Ballet: the word strikes fear into the hearts of many cultured persons. Why? I’ve often heard ballet’s conservatism cited as a point against it. A ballet company, particularly a repertory ballet company like MDT, is inherently a conservative institution. Performing works first performed in other places and other times, a repertory ballet preserves the gestures and thoughts of the past.

Sometimes the nostalgia is gentle, as in Loyce Houlton’s starry 1969 ballet 293.6, inspired by that year’s moon landing—other times more jolting, as in Sir Frederick Ashton’s 1931 ballet Façade, with its burlesque of various national dances (including those of the US).


Ballet is an old form, its basic structures codified many years ago, and those basic structures reflect longstanding ideals of Western culture—nobility, upward aspiration, grace among women and strength among men, truth and beauty making one whole—ideals that many no longer trust. There are the details our modern eyes snag on: the thin bodies, the pointe shoes, women manipulated by men, etc. And the presentational nature of ballet bothers many avant-gardists: “Here I am,” the dancer seems to say, “executing a particularly difficult step, now I am done, applaud!” It’s so old, that way of making art, and we’ve all moved on to art that creeps off-stage, that never winds up anything, that puts the burden on the viewer.


And yet. I could point out qualifications to all of the above, exceptions, openings—but even take all that for granted and I still see a “yet”. What ballet gives you is a world of beauty.
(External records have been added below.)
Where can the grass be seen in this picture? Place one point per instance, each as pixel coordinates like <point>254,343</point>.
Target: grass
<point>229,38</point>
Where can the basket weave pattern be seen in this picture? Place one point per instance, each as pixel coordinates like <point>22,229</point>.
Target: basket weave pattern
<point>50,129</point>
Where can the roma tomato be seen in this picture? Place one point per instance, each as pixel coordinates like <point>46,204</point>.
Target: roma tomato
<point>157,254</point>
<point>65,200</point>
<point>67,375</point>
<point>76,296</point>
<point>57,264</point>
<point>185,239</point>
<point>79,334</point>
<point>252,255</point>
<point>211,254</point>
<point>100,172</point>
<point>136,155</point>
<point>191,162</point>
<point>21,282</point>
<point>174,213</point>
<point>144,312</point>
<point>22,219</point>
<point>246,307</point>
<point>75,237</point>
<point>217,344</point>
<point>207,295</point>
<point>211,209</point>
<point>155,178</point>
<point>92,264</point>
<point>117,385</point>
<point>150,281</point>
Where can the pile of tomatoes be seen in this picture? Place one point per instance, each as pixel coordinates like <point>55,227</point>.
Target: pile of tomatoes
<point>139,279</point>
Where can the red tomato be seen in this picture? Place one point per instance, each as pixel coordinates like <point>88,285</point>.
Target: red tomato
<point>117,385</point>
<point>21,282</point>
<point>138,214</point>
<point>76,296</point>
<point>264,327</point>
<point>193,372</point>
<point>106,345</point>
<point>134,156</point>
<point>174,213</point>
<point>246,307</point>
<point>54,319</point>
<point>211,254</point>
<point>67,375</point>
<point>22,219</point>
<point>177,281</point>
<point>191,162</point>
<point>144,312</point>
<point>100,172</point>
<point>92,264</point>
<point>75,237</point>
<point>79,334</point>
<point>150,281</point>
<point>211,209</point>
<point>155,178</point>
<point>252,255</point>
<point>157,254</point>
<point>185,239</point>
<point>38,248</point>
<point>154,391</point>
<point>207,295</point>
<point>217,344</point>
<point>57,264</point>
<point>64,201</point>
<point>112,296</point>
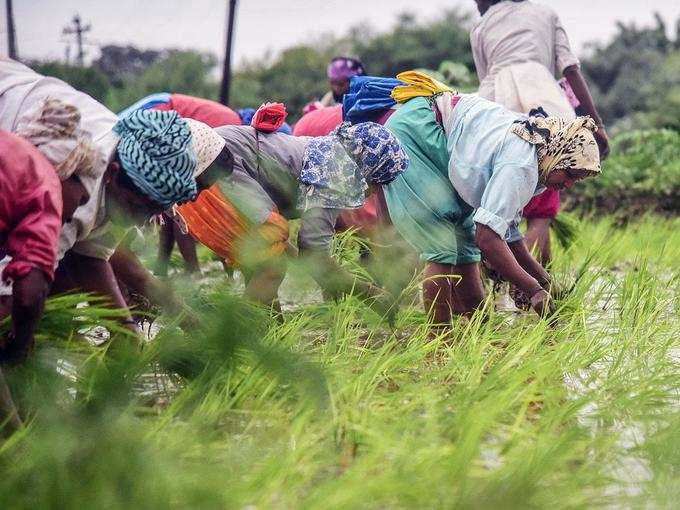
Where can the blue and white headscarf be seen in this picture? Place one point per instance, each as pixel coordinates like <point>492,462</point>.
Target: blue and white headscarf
<point>337,169</point>
<point>156,152</point>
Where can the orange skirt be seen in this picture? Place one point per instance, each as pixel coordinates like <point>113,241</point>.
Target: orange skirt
<point>214,221</point>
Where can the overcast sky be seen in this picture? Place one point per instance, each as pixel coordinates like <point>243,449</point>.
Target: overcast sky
<point>270,25</point>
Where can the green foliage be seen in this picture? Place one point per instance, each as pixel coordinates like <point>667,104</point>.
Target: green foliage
<point>183,72</point>
<point>641,175</point>
<point>634,77</point>
<point>295,77</point>
<point>412,45</point>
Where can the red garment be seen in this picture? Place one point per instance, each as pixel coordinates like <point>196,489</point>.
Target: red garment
<point>319,122</point>
<point>546,205</point>
<point>209,112</point>
<point>269,117</point>
<point>30,208</point>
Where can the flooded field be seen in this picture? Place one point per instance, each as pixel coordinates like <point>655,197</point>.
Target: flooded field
<point>330,408</point>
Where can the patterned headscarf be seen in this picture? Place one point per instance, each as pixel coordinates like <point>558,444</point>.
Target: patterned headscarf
<point>156,152</point>
<point>336,169</point>
<point>560,145</point>
<point>343,68</point>
<point>53,128</point>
But at the heart of the beauty is something else. For whatever the beauty as it goes on may try to make us think, nothing is at all eternal in this world. The dancer who jumps must come down, the dancer who spins must stop. The power that pushes dancers along through these astonishing maneuvers is a power that rises in youth and decreases with age. So the dancer who seems to be saying “Here I am!” is in fact saying “Here I am, but not for long! Catch me while you can.”


Take the solo given to Melanie Verna in Joanie Shapiro’s Caitlyn, Sam and Mel: the anguish that drives this luscious dance is never specified, and doesn’t need to be. It’s an eternal argument of youth and death. (In this dance the moment is more poignant because Caitlyn, Sam and Mel is a new version of The Portrait Project, which was originally created for other dancers. But in diluted form this poignancy haunts all repertory.)


I always get that “Here I am, but not for long!” feeling in spades from MDT. The youth of the performers, the long history of the company, the high polish each dance invariably receives, as if everyone involved desperately needed the success of the piece, even the little frowny faces the dancers make when they’ve missed a step—it all adds up to the frustrating, lovely, heartbreaking soul of ballet.


For the most part the dancers here are young, not mature in their talent; overall this cuts down the expressive potential of the company, but it actually increases the poignancy, at least for local audiences. MDT’s getting to be such a talent farm that I can’t help wondering which dancer I’m seeing for the last time here (goodbye, Raina Gilliland, goodbye, Andrea Bergeman, goodbye, Shane Tice). Is it charismatic Caitlyn Fitzpatrick, saucy Elayna Waxse, splendid Melanie Verna? At least we can keep Sam Feipel—right? His tall form filling out the boxlike space of the Pantages, he looks better than ever this year, his interaction with the audience more confident, his technique clearer.


The dances deserve more than the footnote they’re getting here, particularly the two revivals of Loyce Houlton’s work, Boccherini Dances and 293.6. These works bear Balanchine’s influence in their angular lines, inventive partnering, attentive ear to the music, and stage geometries, but they also testify to Houlton’s ability to turn this influence into engaging whole pieces (which is more than can be said for some contemporary ballet choreographers). And they testify to her ambition, which has outlived her time on stage—a cheering counterpoint to the eternal transience of the ballet.